McCain gets animated whenever he discusses the immigration issue. After a town-hall meeting in Anderson, South Carolina, he recalled how the Irish were discriminated against in America. As he quoted a placard that hangs on the wall of an aid's office (“Help Wanted—No Irish Need Apply”),[ note: This is a myth.] he jabbed his finger in the air with such emphasis that he knocked my voice recorder to the ground and erased our conversation. “It was immigration” that hurt his campaign, he said when he continued, after a series of apologies on both sides. “I understand that. I was told by one of the pollsters, ‘We see real bleeding.’ “

There were two major factions in the immigration debate in Congress. A ["fragile"] bipartisan coalition wanted a bill that included tough border-security measures, which everyone favored, as well as more controversial provisions concerning temporary-worker permits for undocumented aliens and a way for them to attain citizenship. Conservatives, led by Tom Tancredo, a Colorado congressman and Presidential candidate, demanded a bill that dealt only with security. McCain seems torn by how to address the issue, and he makes a small but telling concession to the Tancredo faction when he argues that security legislation must indeed come first. “You’ ve got to do what’ s right, O.K.?” he told me. “But, if you want to succeed, you have to adjust to the American people’ s desires and priorities.”[The Political Scene: Return of the Nativist: Reporting & Essays: The New Yorker]

From McCain's point of view, you have to either "adjust to the American people’ s desires and priorities,"—or pretend to do so until you get elected.

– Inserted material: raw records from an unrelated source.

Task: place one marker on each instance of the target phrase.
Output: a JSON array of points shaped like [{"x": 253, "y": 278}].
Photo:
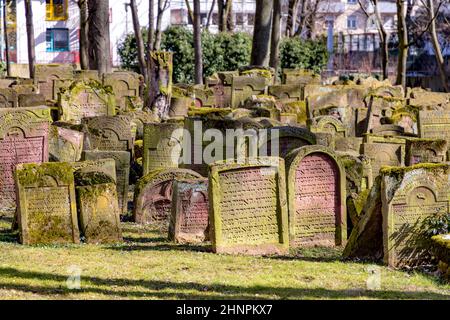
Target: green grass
[{"x": 149, "y": 267}]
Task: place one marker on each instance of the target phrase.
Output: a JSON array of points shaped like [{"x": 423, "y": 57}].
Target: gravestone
[
  {"x": 99, "y": 213},
  {"x": 434, "y": 124},
  {"x": 48, "y": 73},
  {"x": 47, "y": 212},
  {"x": 65, "y": 145},
  {"x": 8, "y": 98},
  {"x": 384, "y": 151},
  {"x": 85, "y": 99},
  {"x": 248, "y": 207},
  {"x": 122, "y": 159},
  {"x": 23, "y": 139},
  {"x": 153, "y": 195},
  {"x": 163, "y": 144},
  {"x": 189, "y": 220},
  {"x": 409, "y": 196},
  {"x": 125, "y": 85},
  {"x": 317, "y": 197},
  {"x": 109, "y": 133},
  {"x": 426, "y": 151}
]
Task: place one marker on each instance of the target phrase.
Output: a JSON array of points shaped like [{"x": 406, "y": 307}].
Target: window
[
  {"x": 57, "y": 40},
  {"x": 351, "y": 22},
  {"x": 56, "y": 10}
]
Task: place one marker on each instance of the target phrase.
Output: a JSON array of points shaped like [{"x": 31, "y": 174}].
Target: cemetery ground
[{"x": 147, "y": 266}]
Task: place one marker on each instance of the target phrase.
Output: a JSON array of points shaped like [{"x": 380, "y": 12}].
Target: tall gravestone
[
  {"x": 189, "y": 220},
  {"x": 248, "y": 207},
  {"x": 23, "y": 139},
  {"x": 153, "y": 195},
  {"x": 317, "y": 195},
  {"x": 410, "y": 195},
  {"x": 122, "y": 159},
  {"x": 47, "y": 212}
]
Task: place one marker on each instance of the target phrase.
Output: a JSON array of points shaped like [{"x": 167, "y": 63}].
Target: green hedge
[{"x": 222, "y": 52}]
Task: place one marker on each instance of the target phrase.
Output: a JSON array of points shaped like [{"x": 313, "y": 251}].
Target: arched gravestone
[
  {"x": 24, "y": 134},
  {"x": 410, "y": 195},
  {"x": 317, "y": 197},
  {"x": 47, "y": 212},
  {"x": 328, "y": 124},
  {"x": 248, "y": 207},
  {"x": 288, "y": 139},
  {"x": 110, "y": 133},
  {"x": 153, "y": 195}
]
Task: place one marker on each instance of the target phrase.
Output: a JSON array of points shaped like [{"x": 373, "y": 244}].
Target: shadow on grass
[{"x": 155, "y": 289}]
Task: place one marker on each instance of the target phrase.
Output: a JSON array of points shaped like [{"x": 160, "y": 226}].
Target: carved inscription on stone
[{"x": 317, "y": 198}]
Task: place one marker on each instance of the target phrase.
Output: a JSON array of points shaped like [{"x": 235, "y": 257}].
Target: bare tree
[
  {"x": 84, "y": 34},
  {"x": 384, "y": 37},
  {"x": 262, "y": 33},
  {"x": 198, "y": 43},
  {"x": 139, "y": 39},
  {"x": 163, "y": 5},
  {"x": 99, "y": 40},
  {"x": 276, "y": 35},
  {"x": 30, "y": 37}
]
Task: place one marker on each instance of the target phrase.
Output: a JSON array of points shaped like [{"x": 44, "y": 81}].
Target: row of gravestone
[{"x": 60, "y": 203}]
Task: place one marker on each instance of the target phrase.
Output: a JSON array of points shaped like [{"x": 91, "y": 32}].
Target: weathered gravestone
[
  {"x": 48, "y": 73},
  {"x": 125, "y": 86},
  {"x": 248, "y": 207},
  {"x": 190, "y": 219},
  {"x": 47, "y": 212},
  {"x": 65, "y": 145},
  {"x": 23, "y": 139},
  {"x": 163, "y": 144},
  {"x": 384, "y": 151},
  {"x": 110, "y": 133},
  {"x": 122, "y": 159},
  {"x": 434, "y": 124},
  {"x": 409, "y": 196},
  {"x": 426, "y": 151},
  {"x": 98, "y": 208},
  {"x": 153, "y": 195},
  {"x": 317, "y": 197},
  {"x": 85, "y": 99},
  {"x": 8, "y": 98}
]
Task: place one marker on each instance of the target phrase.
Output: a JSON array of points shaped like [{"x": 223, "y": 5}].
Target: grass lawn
[{"x": 149, "y": 267}]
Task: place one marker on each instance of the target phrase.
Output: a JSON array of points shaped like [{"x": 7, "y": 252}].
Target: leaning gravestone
[
  {"x": 107, "y": 133},
  {"x": 317, "y": 195},
  {"x": 248, "y": 208},
  {"x": 189, "y": 220},
  {"x": 85, "y": 99},
  {"x": 163, "y": 144},
  {"x": 47, "y": 212},
  {"x": 410, "y": 195},
  {"x": 153, "y": 195},
  {"x": 122, "y": 159},
  {"x": 23, "y": 139}
]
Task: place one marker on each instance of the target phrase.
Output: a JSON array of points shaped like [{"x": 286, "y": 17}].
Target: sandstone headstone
[
  {"x": 248, "y": 207},
  {"x": 47, "y": 212},
  {"x": 189, "y": 220},
  {"x": 317, "y": 195}
]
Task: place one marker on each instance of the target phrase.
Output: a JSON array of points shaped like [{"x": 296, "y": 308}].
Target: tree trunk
[
  {"x": 292, "y": 18},
  {"x": 403, "y": 44},
  {"x": 139, "y": 39},
  {"x": 261, "y": 34},
  {"x": 30, "y": 37},
  {"x": 99, "y": 40},
  {"x": 198, "y": 43},
  {"x": 436, "y": 46},
  {"x": 276, "y": 35},
  {"x": 6, "y": 37},
  {"x": 84, "y": 34}
]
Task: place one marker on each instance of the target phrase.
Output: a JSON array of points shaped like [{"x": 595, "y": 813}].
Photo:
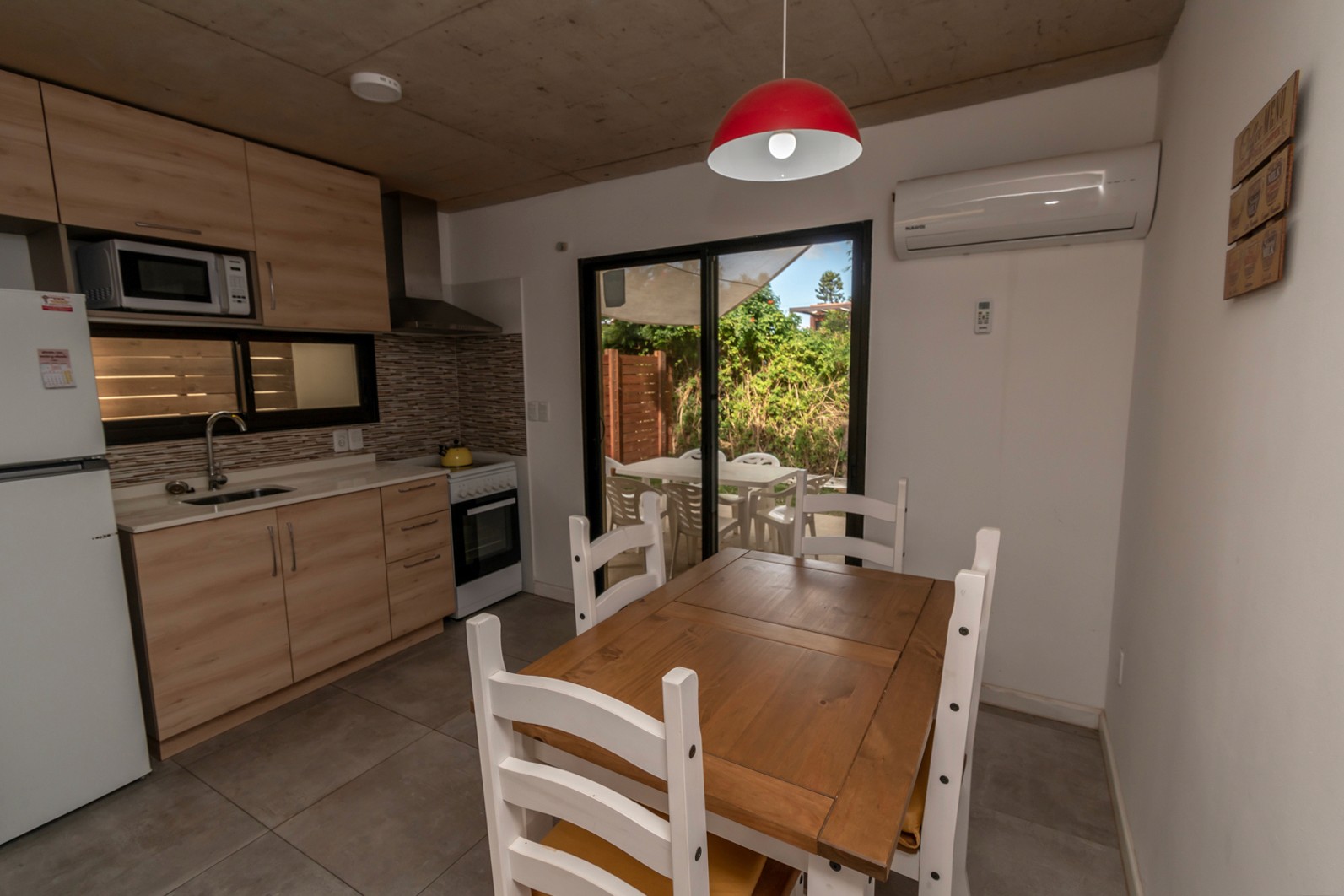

It's too bad you can't copyright titles—the title Return of the Nativist, a typical headline writer's switch on Thomas Hardy's Return of the Native, has been used before: by blogger Tom Watson in 2006, by Paul Starr in the New Republic in 2004,in a speech by anthropologist Renato Rosaldo the same year, (both men were attacking Samuel Huntington) me, here on, in 2001. Of course, I was the only one to defend nativism past and present.